The following table sets forth for the periods indicated (i) the percent of
revenues represented by certain line items in the Company's Statements of
Operations and (ii) the percentage change in each line item from the prior year
period.
Percent of Revenues Percentage
Three Months Ended Increase
---------------------
Aug. 31, Aug. 31, (Decrease)
1997 1996 1996 to 1997
-------- -------- ------------
Revenues
Software products and services 49% 43% 24%
Maintenance and support services 51 57 -
---- ----
100 100 10
---- ----
Costs and expenses
Software products and services (1) 32 25 58
Maintenance and support services (1) 47 34 38
---- ----
40 30 45
Marketing, general and administrative 59 51 27
Research and development 21 12 94
---- ----
120 93 42
---- ----
Operating income (loss) (20) 7 N/M
Interest and other income 1 3 (65)
Interest expense (1) - N/M
---- ----
Income (Loss) from continuing
operations before income taxes (20) 10 N/M
Provision for(benefit from)income taxes (8) 4 N/M
---- ----
Income (Loss) from continuing
operations (12) 6 N/M
Discontinued operation, net of taxes 1 1 25
---- ----
Net income (loss) (11)% 7% N/M
==== ====
(1) Shown as a percent of related revenues.

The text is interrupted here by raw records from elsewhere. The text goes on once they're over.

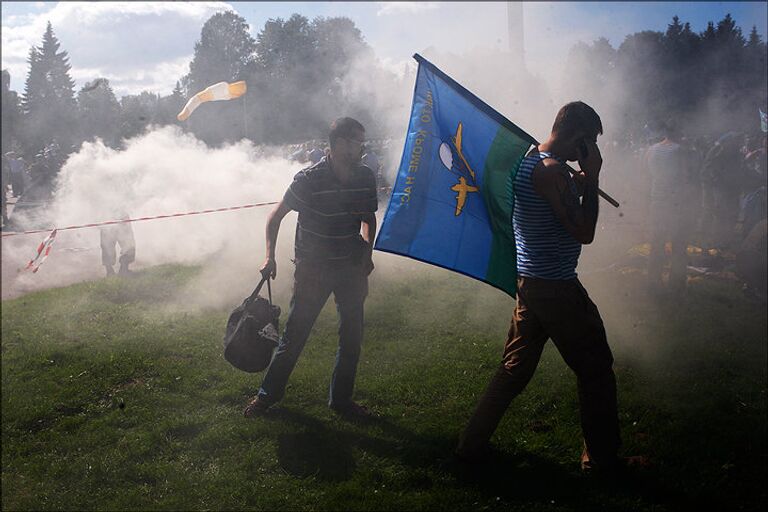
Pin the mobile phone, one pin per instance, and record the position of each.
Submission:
(583, 150)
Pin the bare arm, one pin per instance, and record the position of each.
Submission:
(369, 235)
(273, 227)
(369, 227)
(551, 180)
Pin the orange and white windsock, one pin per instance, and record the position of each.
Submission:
(43, 250)
(217, 92)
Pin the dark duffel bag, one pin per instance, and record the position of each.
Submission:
(252, 332)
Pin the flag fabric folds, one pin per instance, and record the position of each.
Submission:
(217, 92)
(452, 200)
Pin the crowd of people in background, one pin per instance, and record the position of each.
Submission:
(696, 196)
(706, 194)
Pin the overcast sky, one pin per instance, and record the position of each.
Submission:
(148, 45)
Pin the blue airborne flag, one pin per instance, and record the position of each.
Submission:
(452, 201)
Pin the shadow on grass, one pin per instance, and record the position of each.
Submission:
(316, 449)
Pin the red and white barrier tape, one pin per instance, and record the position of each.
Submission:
(123, 221)
(43, 250)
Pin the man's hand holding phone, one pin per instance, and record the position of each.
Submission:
(590, 159)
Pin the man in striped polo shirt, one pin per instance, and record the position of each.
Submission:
(550, 225)
(334, 199)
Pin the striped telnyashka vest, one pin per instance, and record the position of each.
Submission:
(545, 249)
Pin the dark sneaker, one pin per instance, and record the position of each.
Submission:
(471, 457)
(353, 411)
(256, 407)
(617, 467)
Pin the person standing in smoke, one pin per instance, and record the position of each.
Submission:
(334, 198)
(113, 235)
(673, 200)
(550, 226)
(724, 175)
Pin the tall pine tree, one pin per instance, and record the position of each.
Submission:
(48, 102)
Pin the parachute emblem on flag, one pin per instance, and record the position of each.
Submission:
(458, 166)
(221, 91)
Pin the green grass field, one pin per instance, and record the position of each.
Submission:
(115, 397)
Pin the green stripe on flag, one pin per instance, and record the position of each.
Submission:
(501, 163)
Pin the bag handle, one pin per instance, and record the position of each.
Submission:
(255, 293)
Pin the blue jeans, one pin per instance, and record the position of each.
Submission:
(313, 285)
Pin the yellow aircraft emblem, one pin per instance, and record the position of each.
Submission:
(460, 167)
(463, 189)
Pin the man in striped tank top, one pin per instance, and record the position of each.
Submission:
(550, 224)
(333, 198)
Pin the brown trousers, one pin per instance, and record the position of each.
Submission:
(562, 311)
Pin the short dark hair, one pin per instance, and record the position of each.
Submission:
(576, 116)
(343, 127)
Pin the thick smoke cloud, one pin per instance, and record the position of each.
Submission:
(162, 172)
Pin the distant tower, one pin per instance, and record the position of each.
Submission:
(516, 33)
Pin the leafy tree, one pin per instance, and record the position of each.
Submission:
(312, 72)
(137, 112)
(99, 112)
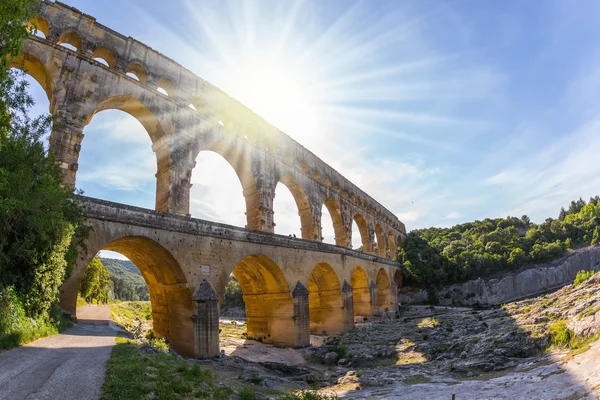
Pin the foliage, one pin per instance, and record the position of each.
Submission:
(38, 214)
(128, 283)
(435, 256)
(95, 286)
(308, 395)
(17, 329)
(233, 294)
(133, 374)
(582, 276)
(560, 335)
(134, 316)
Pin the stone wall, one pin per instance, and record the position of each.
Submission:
(515, 286)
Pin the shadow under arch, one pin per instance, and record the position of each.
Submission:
(269, 306)
(170, 297)
(325, 301)
(384, 290)
(34, 67)
(381, 243)
(338, 222)
(363, 228)
(239, 161)
(304, 210)
(361, 296)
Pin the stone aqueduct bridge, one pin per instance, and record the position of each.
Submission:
(289, 284)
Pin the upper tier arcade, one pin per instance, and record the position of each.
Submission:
(189, 115)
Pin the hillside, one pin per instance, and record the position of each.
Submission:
(128, 281)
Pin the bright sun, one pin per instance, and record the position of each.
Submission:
(277, 94)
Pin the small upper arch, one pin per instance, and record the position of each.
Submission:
(39, 25)
(138, 71)
(107, 55)
(168, 86)
(303, 204)
(70, 38)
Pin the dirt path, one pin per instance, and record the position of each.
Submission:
(70, 365)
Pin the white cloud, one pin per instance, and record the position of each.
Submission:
(453, 215)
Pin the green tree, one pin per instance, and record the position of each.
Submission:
(96, 283)
(38, 215)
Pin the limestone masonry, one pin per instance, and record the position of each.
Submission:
(291, 286)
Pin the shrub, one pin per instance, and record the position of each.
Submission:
(582, 276)
(560, 335)
(247, 393)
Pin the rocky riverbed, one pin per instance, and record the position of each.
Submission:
(434, 352)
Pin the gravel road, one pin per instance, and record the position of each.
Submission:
(70, 365)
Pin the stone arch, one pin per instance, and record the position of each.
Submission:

Operating revenues are derived from two sources: (1) license fees and the
related services for licensing the Company's proprietary software products; and
(2) maintenance and support services related to such software products.
<PAGE>
MEDICUS SYSTEMS CORPORATION
RESULTS OF OPERATIONS, Continued
SOFTWARE PRODUCTS AND SERVICES
Revenues increased 24% to $2.2 million primarily due to the shipment of the
new Windows based products from the Clinical Data Systems and Decision Support
Systems divisions during the quarter. Costs and expenses increased 58% compared
to the corresponding prior year period, and as a percentage of related revenues,
increased to 32% from 25%. The increase was primarily due to amortization of
capitalized software for the newly released products. Additionally, costs and
expenses for the quarter ended August 31, 1996 include the effect of the
Company's decision to reduce its reserve for continuing obligations on product
line exit costs by $200,000, as a result of negotiations with its customers.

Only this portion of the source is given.